Dali, a caminho de casa, na Vila Flores, a gente parava na Panificadora Pucci, do outro lado da rua — no mesmo lugar onde resiste, ainda que radicalmente transformada — para comprar pão italiano. Comprido, crocante, tinha a casca tão dura — no melhor sentido — que a gente, muitas vezes, machucava a boca ao comer um sanduíche de presunto com maionese. Quem se importava? Era simplesmente impossível se contentar com apenas um pedaço. Também ficava muito bom com chancliche, o queijo apimentado árabe que descobri ali.
 
Vez ou outra, passava as tardes com meu pai no jornal, que ficava na Ouvidor Freire, onde hoje é o Poupatempo. Invariavelmente, ele me “convocava” para acompanhá-lo na sua ronda diária nos bancos. Íamos ao Credireal, ao SulBrasileiro, ao Banespa. No caminho, sempre dava um jeito de convencer meu pai a parar num lugar que, para mim, era a “Pastelaria Azul”. Ficava num trecho hoje transformado em calçadão, mais ou menos no cruzamento da rua do Comércio e a Voluntários da Franca. Não era um lugar bonito. Não tinha muita coisa interessante. Não era confortável. Mas o pastel de queijo derretidíssimo, sequinho, era de tirar o chapéu. Acompanhado de um guaraná gelado, valia sempre a visita.
 
Outra boa opção nas cercanias do jornal era a Casinha do Pão de Queijo, que ficava praticamente em frente à antiga Eralves, onde hoje está instalado o Bom Prato. Comer no balcão o pão de queijo quentinho, opcionalmente recheado com presunto e queijo ou catupiry — verdadeiro, era uma experiência e tanto. Nada de versões gigantes, frias, molengas, embatumadas. As fornadas saíam com grande frequência, o que garantia sempre um pão de queijo fresquinho, no tamanho certo, que exalava um perfume que atraía instantaneamente os fregueses. Era impossível resistir. 
 
Tinha também a puxa vendida por uma senhora que ficava com seu carrinho em frente à loja matriz do Magazine Luiza. Dia após dia, ano após ano, lá estava ela, esticando a puxa, incansavelmente. Doce, elástica, listrada de branco e preto, grudava nos dentes e devia engordar horrores. Mas era muito boa. Nunca soube o que foi feito da “tia” da puxa, mas dia desses tive um deja vu. Ao passar por ali, vi uma senhora num carrinho de puxa, exatamente no mesmo lugar que a minha memória apontava.
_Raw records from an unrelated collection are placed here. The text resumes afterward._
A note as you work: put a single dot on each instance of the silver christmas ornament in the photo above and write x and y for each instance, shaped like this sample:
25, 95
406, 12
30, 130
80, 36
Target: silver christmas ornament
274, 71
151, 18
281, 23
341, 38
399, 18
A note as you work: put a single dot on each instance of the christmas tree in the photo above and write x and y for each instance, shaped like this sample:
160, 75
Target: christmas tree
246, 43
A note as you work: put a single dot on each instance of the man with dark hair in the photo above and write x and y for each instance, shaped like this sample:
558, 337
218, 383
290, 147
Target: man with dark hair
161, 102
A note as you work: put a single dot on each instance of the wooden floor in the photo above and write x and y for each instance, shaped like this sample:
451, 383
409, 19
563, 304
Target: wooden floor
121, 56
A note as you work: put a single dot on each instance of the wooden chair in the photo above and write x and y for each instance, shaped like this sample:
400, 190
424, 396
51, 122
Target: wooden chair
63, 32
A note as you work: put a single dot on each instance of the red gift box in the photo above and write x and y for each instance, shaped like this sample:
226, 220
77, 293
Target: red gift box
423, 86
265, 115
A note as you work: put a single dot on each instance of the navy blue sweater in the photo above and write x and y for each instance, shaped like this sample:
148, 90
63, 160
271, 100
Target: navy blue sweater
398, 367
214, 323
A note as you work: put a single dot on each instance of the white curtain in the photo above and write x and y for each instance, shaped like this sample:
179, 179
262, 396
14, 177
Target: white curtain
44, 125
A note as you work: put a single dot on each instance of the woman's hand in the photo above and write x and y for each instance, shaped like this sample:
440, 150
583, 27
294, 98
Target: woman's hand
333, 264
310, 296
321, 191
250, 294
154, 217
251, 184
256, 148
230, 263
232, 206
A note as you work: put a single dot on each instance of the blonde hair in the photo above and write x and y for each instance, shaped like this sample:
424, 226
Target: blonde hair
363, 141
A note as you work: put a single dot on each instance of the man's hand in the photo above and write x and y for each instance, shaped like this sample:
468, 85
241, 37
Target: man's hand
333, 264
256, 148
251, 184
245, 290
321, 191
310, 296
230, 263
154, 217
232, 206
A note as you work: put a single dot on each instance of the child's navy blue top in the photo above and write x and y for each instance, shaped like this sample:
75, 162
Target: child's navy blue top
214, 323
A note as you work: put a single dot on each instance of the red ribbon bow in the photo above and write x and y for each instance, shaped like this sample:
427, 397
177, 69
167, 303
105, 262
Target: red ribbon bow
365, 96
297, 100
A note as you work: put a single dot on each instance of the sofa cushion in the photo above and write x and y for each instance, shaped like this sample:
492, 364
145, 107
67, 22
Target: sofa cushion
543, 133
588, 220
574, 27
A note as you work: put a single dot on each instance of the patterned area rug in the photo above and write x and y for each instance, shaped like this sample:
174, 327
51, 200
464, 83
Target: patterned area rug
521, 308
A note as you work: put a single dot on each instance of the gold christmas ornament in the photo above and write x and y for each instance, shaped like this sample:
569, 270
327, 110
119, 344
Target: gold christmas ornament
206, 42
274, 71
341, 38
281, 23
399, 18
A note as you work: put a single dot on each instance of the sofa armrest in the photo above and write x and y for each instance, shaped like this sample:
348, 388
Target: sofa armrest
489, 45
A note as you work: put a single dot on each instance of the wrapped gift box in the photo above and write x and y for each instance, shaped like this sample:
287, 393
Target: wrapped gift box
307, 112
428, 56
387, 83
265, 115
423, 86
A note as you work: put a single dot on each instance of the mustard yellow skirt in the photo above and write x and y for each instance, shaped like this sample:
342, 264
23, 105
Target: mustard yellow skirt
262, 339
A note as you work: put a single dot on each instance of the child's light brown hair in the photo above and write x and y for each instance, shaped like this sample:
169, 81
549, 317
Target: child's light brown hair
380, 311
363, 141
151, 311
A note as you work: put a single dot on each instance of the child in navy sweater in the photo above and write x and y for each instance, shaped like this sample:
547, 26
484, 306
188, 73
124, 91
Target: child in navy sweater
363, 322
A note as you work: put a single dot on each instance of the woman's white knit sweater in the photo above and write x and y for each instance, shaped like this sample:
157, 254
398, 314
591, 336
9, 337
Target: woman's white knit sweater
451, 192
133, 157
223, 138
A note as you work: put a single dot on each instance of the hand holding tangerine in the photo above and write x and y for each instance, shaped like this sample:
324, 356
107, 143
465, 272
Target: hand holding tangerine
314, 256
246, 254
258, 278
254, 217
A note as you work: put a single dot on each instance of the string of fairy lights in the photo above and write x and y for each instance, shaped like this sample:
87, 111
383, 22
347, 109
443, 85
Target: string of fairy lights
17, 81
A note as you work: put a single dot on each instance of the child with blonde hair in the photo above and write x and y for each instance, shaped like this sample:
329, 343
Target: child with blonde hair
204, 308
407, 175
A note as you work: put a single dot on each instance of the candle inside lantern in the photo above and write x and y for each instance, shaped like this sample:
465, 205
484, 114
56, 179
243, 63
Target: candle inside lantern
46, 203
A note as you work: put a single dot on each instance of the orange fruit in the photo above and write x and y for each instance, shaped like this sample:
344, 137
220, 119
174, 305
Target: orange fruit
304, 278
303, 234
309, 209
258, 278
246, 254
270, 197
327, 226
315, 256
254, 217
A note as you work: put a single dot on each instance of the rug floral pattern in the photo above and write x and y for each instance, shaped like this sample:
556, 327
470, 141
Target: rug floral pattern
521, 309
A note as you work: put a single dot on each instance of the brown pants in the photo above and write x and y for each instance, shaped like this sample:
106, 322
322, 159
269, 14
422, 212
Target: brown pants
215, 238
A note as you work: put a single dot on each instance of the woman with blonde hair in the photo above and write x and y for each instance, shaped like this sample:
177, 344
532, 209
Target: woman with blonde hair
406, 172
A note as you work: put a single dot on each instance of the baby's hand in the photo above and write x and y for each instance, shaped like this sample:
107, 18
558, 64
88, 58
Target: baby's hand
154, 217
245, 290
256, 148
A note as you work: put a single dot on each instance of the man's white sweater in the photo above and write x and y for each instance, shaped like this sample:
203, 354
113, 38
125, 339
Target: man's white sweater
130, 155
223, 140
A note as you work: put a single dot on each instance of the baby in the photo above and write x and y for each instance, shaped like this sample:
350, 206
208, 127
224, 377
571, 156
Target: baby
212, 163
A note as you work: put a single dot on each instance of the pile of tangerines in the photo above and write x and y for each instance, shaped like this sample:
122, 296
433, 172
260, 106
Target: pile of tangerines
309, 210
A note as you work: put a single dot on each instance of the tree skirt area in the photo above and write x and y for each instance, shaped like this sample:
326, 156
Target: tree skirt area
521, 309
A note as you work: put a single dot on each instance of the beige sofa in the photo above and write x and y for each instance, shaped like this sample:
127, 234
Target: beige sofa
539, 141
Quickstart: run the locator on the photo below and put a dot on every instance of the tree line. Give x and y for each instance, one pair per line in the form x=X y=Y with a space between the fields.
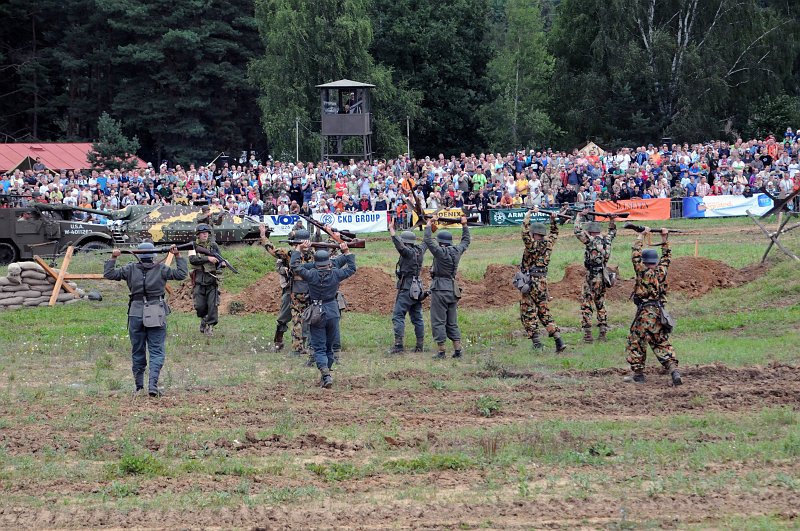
x=191 y=78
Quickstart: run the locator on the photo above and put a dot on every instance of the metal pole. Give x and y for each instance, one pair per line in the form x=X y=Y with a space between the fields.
x=408 y=136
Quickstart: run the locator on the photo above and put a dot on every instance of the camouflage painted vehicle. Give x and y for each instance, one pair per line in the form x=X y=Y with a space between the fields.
x=173 y=224
x=45 y=230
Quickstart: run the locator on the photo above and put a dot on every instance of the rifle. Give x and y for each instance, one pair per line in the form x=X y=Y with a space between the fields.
x=336 y=235
x=221 y=262
x=611 y=215
x=640 y=228
x=353 y=244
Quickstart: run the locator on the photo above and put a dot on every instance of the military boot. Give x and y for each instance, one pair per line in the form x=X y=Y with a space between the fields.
x=326 y=381
x=397 y=348
x=536 y=341
x=278 y=340
x=456 y=349
x=560 y=346
x=672 y=369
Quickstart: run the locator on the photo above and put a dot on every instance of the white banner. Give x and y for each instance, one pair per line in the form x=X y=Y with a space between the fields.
x=356 y=221
x=282 y=225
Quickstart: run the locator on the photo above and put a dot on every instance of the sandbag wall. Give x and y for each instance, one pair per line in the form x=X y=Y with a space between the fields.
x=27 y=284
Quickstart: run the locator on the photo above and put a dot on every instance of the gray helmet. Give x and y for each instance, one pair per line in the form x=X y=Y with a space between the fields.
x=408 y=237
x=539 y=228
x=147 y=246
x=322 y=259
x=649 y=256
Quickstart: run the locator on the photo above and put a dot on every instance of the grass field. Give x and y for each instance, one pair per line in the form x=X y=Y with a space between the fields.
x=505 y=438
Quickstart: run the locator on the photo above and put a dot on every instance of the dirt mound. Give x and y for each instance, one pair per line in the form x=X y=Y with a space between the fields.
x=372 y=290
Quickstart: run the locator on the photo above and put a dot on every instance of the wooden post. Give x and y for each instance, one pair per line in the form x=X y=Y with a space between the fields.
x=61 y=275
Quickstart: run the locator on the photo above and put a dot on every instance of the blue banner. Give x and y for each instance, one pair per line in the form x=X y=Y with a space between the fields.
x=717 y=206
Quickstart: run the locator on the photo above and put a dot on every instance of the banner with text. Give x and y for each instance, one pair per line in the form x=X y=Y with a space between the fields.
x=356 y=221
x=639 y=209
x=515 y=216
x=717 y=206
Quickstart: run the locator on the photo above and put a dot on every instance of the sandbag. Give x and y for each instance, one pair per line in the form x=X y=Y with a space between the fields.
x=36 y=301
x=29 y=294
x=33 y=275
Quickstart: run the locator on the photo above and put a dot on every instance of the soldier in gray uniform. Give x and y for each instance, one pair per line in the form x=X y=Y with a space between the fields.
x=147 y=281
x=409 y=289
x=323 y=283
x=444 y=288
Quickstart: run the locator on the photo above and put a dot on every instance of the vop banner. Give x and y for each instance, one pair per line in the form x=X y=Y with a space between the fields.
x=717 y=206
x=356 y=221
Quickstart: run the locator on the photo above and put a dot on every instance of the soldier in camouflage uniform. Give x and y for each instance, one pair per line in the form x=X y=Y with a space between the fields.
x=282 y=267
x=533 y=306
x=650 y=295
x=595 y=259
x=206 y=277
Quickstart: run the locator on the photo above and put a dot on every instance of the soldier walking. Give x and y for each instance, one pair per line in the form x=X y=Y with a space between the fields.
x=445 y=291
x=596 y=253
x=652 y=322
x=146 y=281
x=409 y=289
x=282 y=267
x=323 y=282
x=206 y=277
x=533 y=306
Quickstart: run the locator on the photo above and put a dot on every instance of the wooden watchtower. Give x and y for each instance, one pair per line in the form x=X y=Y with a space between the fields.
x=346 y=113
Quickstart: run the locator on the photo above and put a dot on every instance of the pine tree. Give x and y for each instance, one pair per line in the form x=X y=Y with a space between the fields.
x=113 y=150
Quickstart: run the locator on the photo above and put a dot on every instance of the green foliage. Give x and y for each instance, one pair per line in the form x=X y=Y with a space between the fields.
x=311 y=43
x=112 y=151
x=487 y=405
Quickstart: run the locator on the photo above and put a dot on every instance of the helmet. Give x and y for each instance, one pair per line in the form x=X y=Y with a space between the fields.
x=539 y=228
x=147 y=246
x=408 y=237
x=322 y=259
x=649 y=256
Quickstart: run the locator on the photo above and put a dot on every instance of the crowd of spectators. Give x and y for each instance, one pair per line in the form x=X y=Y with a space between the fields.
x=543 y=178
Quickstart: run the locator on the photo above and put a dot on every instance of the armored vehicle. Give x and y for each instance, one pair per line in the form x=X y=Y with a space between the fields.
x=174 y=224
x=46 y=229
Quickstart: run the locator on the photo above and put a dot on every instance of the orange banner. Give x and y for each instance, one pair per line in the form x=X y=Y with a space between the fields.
x=639 y=209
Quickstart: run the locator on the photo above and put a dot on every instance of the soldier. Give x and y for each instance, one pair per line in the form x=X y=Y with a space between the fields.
x=595 y=259
x=206 y=278
x=300 y=300
x=533 y=307
x=444 y=288
x=408 y=270
x=282 y=267
x=147 y=281
x=323 y=283
x=649 y=295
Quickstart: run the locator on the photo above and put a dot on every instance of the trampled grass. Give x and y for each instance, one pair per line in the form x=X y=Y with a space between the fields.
x=244 y=427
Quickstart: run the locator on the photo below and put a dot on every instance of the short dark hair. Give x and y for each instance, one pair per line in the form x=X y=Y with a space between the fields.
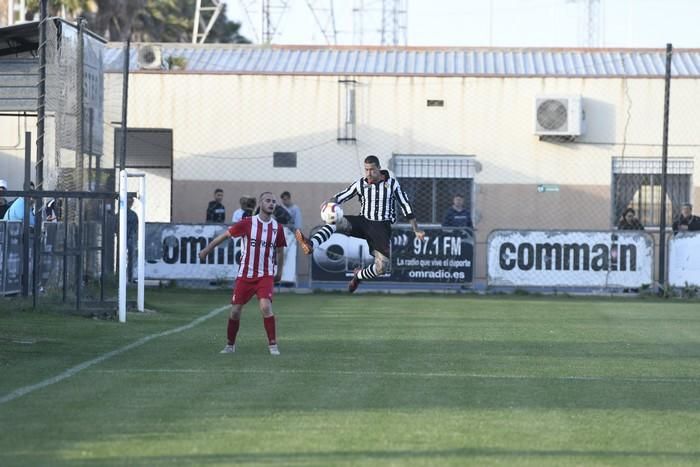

Certamente, não é a mesma, porque os anos dificilmente permitiriam. Mas que lembrava muito a vendedora da minha infância, isso lembrava. Espero que a puxa continue tão boa quanto sinaliza a minha memória.
 
Por fim, há um bauru. Despretensioso, simples, delicioso. Era feito no Gasparini. Costumávamos comer sempre nas noites de domingo. A gente passava de carro, encomendava os lanches e ficava dando umas voltas enquanto esperava ficar pronto. Duas fatias de pão de forma, presunto, muçarela, tomate. Tudo isso ia para o fogo em formas de ferro fundido, com muita manteiga. Era servido torradinho, quase queimado, o queijo derretido misturado ao tomate... Uma obra de arte. Sinceramente, nunca entendi porque, há alguns anos, tiraram do cardápio. Faz falta. 
 
Franca é hoje, obviamente, muito mais moderna, desenvolvida e cosmopolita do que a cidade da minha infância. Ainda assim, quando caminho pelo Centro, sou capaz de jurar que sinto o cheiro do pastel, do pão de queijo, o copo gelado da vitamina do mercado, a textura grudenta da puxa. Salivo só de lembrar do bauru. São os cheiros e sabores de uma Franca que não existe mais. A não ser, na — doce — memória afetiva de quem viveu aqueles tempos. Parabéns, Franca! Hoje, como sempre, o meu lar.